In the foreword to this social history of gardens and gardeningJane Brown states her intention to steer away from "overly aristocratic" garden history in favour of one that is "popular and nostalgic." From our early introduction to the garden as children via nursery rhymes and fairy tales, the notion of garden as refuge and stepping stone to adventure is deeply embedded in our psyche. Humankind's need to tend the earth is ancient and has come in many guises through history. From the sensuous pleasure gardens of One Thousand and One Arabian Nights to the orderly monastic vegetable plots of Benedictine monks, the horticultural fascination is timeless.

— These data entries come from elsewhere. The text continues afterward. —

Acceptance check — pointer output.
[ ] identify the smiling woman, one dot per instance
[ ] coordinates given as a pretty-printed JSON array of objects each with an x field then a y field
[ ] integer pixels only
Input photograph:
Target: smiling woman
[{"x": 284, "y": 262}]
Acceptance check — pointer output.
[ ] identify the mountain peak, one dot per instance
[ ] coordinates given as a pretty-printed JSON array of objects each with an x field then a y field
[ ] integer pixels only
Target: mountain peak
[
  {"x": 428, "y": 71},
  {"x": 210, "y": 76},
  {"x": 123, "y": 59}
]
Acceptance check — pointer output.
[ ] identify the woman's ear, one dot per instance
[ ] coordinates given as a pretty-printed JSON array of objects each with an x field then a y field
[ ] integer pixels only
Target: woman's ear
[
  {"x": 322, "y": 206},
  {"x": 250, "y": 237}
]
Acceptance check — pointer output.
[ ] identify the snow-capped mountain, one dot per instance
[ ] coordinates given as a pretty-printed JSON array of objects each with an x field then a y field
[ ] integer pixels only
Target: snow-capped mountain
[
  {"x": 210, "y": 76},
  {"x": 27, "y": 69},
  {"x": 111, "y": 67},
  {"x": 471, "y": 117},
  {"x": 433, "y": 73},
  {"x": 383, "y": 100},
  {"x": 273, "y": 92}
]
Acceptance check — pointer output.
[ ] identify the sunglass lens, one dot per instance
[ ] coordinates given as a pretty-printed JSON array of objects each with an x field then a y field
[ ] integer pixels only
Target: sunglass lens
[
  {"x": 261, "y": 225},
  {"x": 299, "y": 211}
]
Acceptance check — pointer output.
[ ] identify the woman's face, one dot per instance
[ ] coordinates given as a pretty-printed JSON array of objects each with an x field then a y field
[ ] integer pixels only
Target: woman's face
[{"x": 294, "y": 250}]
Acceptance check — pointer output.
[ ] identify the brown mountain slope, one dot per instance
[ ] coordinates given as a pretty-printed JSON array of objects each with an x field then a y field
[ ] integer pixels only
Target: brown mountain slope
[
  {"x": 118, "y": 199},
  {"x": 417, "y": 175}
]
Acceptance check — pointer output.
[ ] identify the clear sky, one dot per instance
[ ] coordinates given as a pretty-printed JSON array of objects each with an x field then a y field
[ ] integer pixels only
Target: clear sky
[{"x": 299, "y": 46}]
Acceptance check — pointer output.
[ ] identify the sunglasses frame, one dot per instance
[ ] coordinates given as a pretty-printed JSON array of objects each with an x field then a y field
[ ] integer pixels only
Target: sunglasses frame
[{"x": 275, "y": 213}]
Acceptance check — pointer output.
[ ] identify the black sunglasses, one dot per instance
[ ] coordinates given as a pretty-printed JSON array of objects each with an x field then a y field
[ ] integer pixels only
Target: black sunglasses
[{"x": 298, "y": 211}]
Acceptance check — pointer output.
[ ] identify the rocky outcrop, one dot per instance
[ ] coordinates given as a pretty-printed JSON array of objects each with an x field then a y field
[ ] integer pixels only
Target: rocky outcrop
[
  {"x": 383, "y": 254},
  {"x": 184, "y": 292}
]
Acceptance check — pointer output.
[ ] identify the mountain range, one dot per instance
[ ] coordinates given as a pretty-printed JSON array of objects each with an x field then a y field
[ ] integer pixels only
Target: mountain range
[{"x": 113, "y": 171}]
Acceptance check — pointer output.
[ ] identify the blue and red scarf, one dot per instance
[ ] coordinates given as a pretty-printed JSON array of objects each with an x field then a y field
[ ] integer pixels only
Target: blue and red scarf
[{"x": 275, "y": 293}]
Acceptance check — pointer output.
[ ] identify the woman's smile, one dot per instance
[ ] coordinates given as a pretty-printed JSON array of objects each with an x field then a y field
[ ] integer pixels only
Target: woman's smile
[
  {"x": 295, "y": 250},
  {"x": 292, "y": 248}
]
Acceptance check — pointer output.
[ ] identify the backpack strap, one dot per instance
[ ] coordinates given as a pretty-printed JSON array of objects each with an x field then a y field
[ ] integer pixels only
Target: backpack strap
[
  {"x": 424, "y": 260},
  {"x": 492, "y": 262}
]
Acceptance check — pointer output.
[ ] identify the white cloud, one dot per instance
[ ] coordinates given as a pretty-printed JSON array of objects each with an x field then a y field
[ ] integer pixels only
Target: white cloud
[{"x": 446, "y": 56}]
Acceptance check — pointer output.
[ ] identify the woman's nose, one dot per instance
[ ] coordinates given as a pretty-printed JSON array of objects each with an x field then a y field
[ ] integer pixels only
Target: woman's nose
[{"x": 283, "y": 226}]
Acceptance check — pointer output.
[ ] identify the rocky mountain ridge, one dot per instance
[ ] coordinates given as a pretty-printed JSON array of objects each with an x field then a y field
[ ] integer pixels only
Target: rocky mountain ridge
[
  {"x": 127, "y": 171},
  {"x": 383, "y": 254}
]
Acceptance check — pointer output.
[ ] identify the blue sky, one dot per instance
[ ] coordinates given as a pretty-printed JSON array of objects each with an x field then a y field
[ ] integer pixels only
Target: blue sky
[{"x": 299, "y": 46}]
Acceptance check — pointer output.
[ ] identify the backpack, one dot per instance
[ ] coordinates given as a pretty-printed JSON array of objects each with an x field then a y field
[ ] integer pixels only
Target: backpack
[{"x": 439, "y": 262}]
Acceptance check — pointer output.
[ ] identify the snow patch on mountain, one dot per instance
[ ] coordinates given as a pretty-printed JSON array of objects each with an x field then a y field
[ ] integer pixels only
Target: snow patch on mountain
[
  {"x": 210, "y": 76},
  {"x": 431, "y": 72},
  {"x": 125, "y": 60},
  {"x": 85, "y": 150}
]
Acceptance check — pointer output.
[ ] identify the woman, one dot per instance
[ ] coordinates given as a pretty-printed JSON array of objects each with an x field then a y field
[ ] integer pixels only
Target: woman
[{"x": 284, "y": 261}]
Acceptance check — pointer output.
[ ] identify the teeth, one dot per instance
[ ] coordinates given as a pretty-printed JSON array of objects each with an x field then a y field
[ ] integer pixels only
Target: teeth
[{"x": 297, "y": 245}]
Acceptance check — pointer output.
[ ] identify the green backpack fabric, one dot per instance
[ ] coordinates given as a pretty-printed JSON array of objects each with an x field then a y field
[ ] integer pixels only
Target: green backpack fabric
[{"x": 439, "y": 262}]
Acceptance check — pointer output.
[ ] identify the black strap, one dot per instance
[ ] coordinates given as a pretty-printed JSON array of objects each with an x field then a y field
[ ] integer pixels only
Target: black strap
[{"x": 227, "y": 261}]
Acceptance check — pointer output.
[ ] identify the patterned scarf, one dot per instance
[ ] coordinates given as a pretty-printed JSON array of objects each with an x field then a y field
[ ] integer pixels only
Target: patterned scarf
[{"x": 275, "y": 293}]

Social changes have radically affected our view of gardening--who does it and how it is done. Brown traces these changes thematically from the links between gardens and art, fashion, pleasure, healing, science, even to war and military gardens. Rather than showing how gardening has simply reflected changes in society, Brown uses England's most popular pursuit to reflect these diverse social changes and historic trends. A multitude of historic and literary examples are seized upon to illustrate her lively argument. References move quickly from The Beano to Blenheim House, Barbara Cartland to Babylon, blending the literary, scientific, esoteric and popular in one breath. Though detailed and precise, the tone is wittily serious and wryly amusing with Brown's exuberance surfacing in descriptions such as here on the sight of pineapples growing in the rediscovered garden at Heligan in Cornwall: "There is something far more miraculous about this juicy yellow orb, with all its chin-dribbling lusciousness, emerging from the chill of a bleak Cornish farmyard and piles of dung, than about all the sun- drenched fruits jetted from afar daily to our supermarket shelves."

For the future Brown looks back to the healing comfort of plants, citing as an example Monty Don's Snowdrop Garden at Wythenshawe Hospital designed for parents who have lost a child. Allied with this is a fascination with Zen Buddist gardens promising contemplative fulfilment and, above all, of the boom in organic gardening which will ensure that we and our gardens will be in a healthier state than ever. This lovely book interestingly and wittily makes us aware of the ancient and colourful lineage of which we are a part. Venerating England's most popular pastime in the remembrance that, "it is this, the simplest and yet most precious combination of us and our soil, that bonds us in the pursuit of paradise with all who have gone before and those yet to come." --Rachel O'Connor


Full of fascinating characters and vignettes - from ancient Greeks to suffragettes, from eccentric military men to Catholics in hiding from persecution - this text looks into how society's changes have altered our views of gardening, who does it, and how we do it. What drives people to risk their lives in search of a rare Himalayan flower? Why are so many gardeners homosexual? How did gardening become a respectable career for women? When did looking at other people's gardens become a national British pastime? Using particular gardens to lead into themes like power, refuge, female emancipation, distribution of wealth and fashion, Jane Brown presents a history of the nation through its most popular national pursuit.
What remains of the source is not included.